How Employee Verification Is Evolving During COVID-19

Are you sick of the words “the new normal” yet? Because no matter how often they’re repeated, the world we’ve lived in these last several months persists in feeling anything but “normal.”

For millions of workers, however, this “new normal” was forced upon them with head-spinning suddenness. Company managers and HR teams were just as challenged as their employees were since they now had to contend with an entirely new workplace – or is it work displace? – dynamic.

New processes had to be installed to cope with everything from workflow processes, collaboration, and productivity tracking to remote access protocols and data security. Maybe COVID-19 just snowballed an evolving trend toward a greater number of remote workers, and it’s likely a lot of workers will be making an eventual return to the office. Right now, though, it’s a good bet that many organizations will commit to having workers continue to operate remotely, for a variety of reasons.
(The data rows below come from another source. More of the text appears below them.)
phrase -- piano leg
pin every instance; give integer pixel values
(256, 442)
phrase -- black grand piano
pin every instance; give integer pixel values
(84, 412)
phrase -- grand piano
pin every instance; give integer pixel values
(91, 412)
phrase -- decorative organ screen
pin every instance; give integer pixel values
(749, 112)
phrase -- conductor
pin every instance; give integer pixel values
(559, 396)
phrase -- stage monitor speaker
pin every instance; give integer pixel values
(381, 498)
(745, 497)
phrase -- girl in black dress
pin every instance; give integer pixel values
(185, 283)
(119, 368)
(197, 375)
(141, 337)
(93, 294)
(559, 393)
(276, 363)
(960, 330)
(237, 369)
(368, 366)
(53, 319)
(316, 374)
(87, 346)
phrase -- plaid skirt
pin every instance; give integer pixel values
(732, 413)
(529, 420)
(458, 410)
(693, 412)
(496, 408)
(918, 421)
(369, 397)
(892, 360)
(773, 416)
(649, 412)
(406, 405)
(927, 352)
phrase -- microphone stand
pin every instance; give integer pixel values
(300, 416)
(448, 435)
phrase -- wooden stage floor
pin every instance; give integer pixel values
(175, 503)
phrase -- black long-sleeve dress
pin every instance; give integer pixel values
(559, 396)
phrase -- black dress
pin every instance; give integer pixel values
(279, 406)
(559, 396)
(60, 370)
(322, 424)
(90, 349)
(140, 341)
Some employees haven’t been fortunate enough to have to worry about how to dress to impress for their next Zoom meeting. While the pandemic keeps dragging at the economy, we’ll keep seeing a sobering stream of headlines about furloughed or laid off workforces. But there’s a flip side to that coin: Many companies have had to figure out how to conduct the hiring and onboarding process for new employees in a context where they may not be meeting the hiree face-to-face…at least not in the flesh.
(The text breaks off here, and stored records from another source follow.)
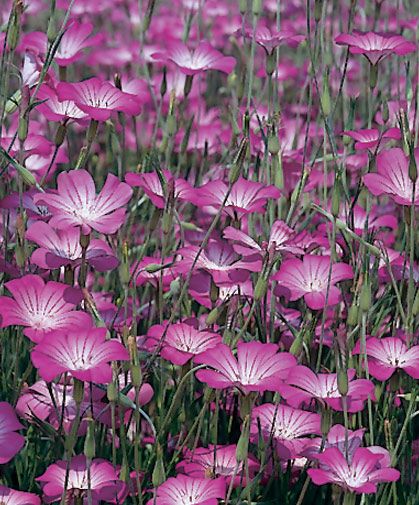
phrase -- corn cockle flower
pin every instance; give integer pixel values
(59, 248)
(257, 367)
(245, 196)
(185, 490)
(375, 46)
(303, 385)
(75, 202)
(217, 461)
(182, 341)
(289, 427)
(12, 497)
(84, 353)
(75, 39)
(97, 98)
(10, 441)
(309, 278)
(104, 482)
(192, 62)
(41, 307)
(371, 138)
(361, 475)
(392, 177)
(386, 355)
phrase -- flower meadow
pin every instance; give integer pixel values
(209, 252)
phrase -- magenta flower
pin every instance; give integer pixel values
(75, 39)
(258, 367)
(12, 497)
(303, 385)
(361, 475)
(59, 248)
(372, 138)
(288, 427)
(309, 278)
(42, 308)
(56, 110)
(97, 98)
(104, 481)
(245, 197)
(219, 260)
(185, 490)
(151, 185)
(192, 62)
(392, 177)
(84, 353)
(217, 461)
(76, 204)
(181, 342)
(10, 441)
(281, 239)
(386, 355)
(375, 46)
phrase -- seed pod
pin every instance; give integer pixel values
(343, 384)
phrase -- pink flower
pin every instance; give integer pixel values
(287, 426)
(97, 98)
(56, 110)
(280, 238)
(392, 177)
(375, 46)
(42, 308)
(386, 355)
(12, 497)
(181, 342)
(104, 481)
(10, 442)
(258, 367)
(75, 39)
(62, 247)
(361, 475)
(192, 62)
(219, 260)
(185, 490)
(309, 278)
(76, 204)
(303, 385)
(151, 185)
(245, 197)
(85, 353)
(372, 138)
(217, 461)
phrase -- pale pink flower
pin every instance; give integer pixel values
(289, 428)
(76, 203)
(192, 62)
(303, 385)
(392, 177)
(10, 496)
(182, 341)
(41, 307)
(84, 353)
(75, 39)
(361, 475)
(386, 355)
(97, 98)
(375, 46)
(104, 482)
(185, 490)
(10, 441)
(257, 367)
(62, 247)
(217, 461)
(309, 278)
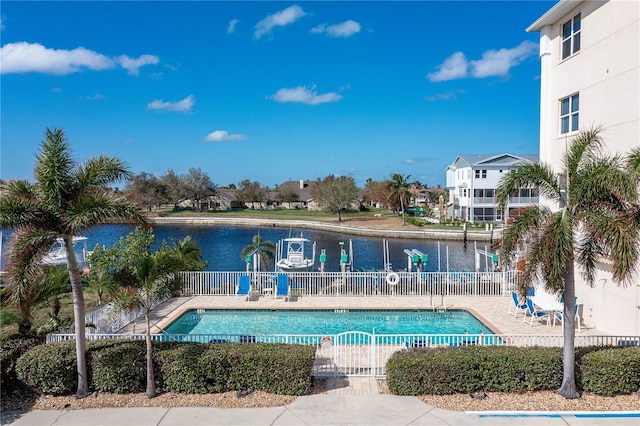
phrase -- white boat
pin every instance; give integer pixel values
(58, 254)
(293, 255)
A need for better onboarding approaches

When the crisis first struck, some companies were put in a situation where they needed to hire sizable numbers of new employees. Amazon was the most visible among these, though others like Walmart, Kroger, and Albertson’s were also hiring.

But the existing approaches for screening applicants for these jobs simply wouldn’t work in a COVID-19 environment, as Amazon found out when it got bad press for holding “cattle call” hiring fairs with minimal precautions against the disease. In rushing to fill a projected 100,000 spots in its system, it repeated its formula for holiday hiring, with long lines and herds of applicants watching videos, filling out paperwork, and bringing along identification. Even in those early weeks and months, it was an obvious violation of social distancing best practices that the company later acknowledged.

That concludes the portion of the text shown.